EghtesadOnline: Iran's water rights from Hirmand (Helmand) River and the recurring dust storms in Sistan region were discussed at the 21st meeting of Joint Committee of the Hirmand Water Commissioners in Tehran last week, a deputy energy minister said.
“The Afghan side accepted a plan proposed by Iran on studying water rights and measuring systems at the common border and it was agreed that further studies be conducted jointly as per a timetable,” IRNA quoted Qasem Taqizadeh Khamesi as saying.
For the first time dust storms in Sistan were also discussed in detail, Financial Tribune quoted him as saying.
Iran is supposed to present a report on the volume of dust and ways to curb it, noted Taqizadeh Khamesi, who also is director of the National Water and Wastewater Engineering Company of Iran (Abfa).
The joint committee of commissaries of Helmand water is held annually since 2005.
Hirmand River — the longest watercourse in Afghanistan — rises in the Hindu Kush mountains west of Kabul and empties into the Hamoun wetlands that straddle the border between the two countries, seeping into the Iranian province of Sistan-Baluchestan and Afghanistan's Nimruz and Farah provinces.
The river is a potential point of conflict on scarce water resources between the two countries.
It has a long history of agreements and conflicts. In 1969-1973, Iran was involved in intense negotiations with the Afghans to find a solution to the Helmand problem.
Water from the Helmand River is in principle shared under a 1973 treaty, which assigned Iran 820 million cubic meters of water a year, less than 10% of the river’s annual water flow.

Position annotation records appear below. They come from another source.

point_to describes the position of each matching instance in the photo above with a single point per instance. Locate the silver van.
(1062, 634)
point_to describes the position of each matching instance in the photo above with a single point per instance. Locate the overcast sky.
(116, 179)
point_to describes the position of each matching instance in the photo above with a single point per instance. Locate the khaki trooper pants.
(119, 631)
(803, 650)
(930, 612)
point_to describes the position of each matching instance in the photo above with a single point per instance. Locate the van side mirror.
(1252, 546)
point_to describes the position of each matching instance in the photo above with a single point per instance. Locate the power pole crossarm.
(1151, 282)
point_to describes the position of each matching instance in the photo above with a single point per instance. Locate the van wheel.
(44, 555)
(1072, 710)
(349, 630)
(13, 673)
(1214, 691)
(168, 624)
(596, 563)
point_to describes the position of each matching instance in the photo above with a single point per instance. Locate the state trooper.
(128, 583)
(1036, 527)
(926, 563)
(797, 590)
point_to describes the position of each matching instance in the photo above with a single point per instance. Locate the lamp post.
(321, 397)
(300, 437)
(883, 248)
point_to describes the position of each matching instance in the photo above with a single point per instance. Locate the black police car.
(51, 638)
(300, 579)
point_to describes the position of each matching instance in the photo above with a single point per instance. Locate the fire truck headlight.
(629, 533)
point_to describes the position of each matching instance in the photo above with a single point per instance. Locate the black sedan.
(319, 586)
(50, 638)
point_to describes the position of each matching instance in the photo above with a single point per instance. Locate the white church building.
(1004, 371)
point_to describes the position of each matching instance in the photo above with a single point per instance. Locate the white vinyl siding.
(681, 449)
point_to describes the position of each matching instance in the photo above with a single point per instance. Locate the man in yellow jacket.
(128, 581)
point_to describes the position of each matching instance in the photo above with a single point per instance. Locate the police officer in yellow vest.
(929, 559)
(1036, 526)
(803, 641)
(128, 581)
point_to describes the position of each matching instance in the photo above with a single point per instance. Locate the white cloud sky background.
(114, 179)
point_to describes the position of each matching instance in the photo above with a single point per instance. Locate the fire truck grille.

Earlier this year, Afghan Deputy Minister of Water Khan Mohammad Takal said his country is committed to fulfilling its obligations over sharing the water from the Hirmand River and its tributary with Iran.
Iran is saddled with severe water shortages in its southeastern provinces bordering Afghanistan. A part of the problem, reportedly comes in the wake of Kabul's lack of commitment to respect the treaty.
The result has been that in the past two decades the part of Hirmand River inside Iran is dry for almost 10 months in a year.
A major issue today in the Helmand Basin is Afghanistan’s pursuit of water development projects. It is renovating the Kajaki Dam and constructing Kamal Khan on the Lower Helmand River. It is also planning to build Bakshabad Dam on Farah River, another joint basin.
Prior to the construction of dams on Helmand River, nine billion cubic meters of water flowed into the Hamoun Wetlands in Sistan-Baluchestan Province per annum. That has now declined to less than 800 million cubic meters, Energy Ministry data show.
Over 70% of the southeastern Hamoun Wetlands in Sistan-Baluchestan is drying up, largely because of Afghanistan's controversial dam construction on its tributaries.
The wetlands in Sistan-Baluchestan are a vital resource for the local population including residents in the provincial capital Zahedan. By depriving Iran of its water rights from Hirmand, the procrastinating government in Kabul is making things worse for the already water-stressed regions, turning the wetlands into barren desert.
Suffering from drought for more than a decade, the wetlands are now a source of dust storms that hit the underdeveloped and increasingly parched regions at regular intervals.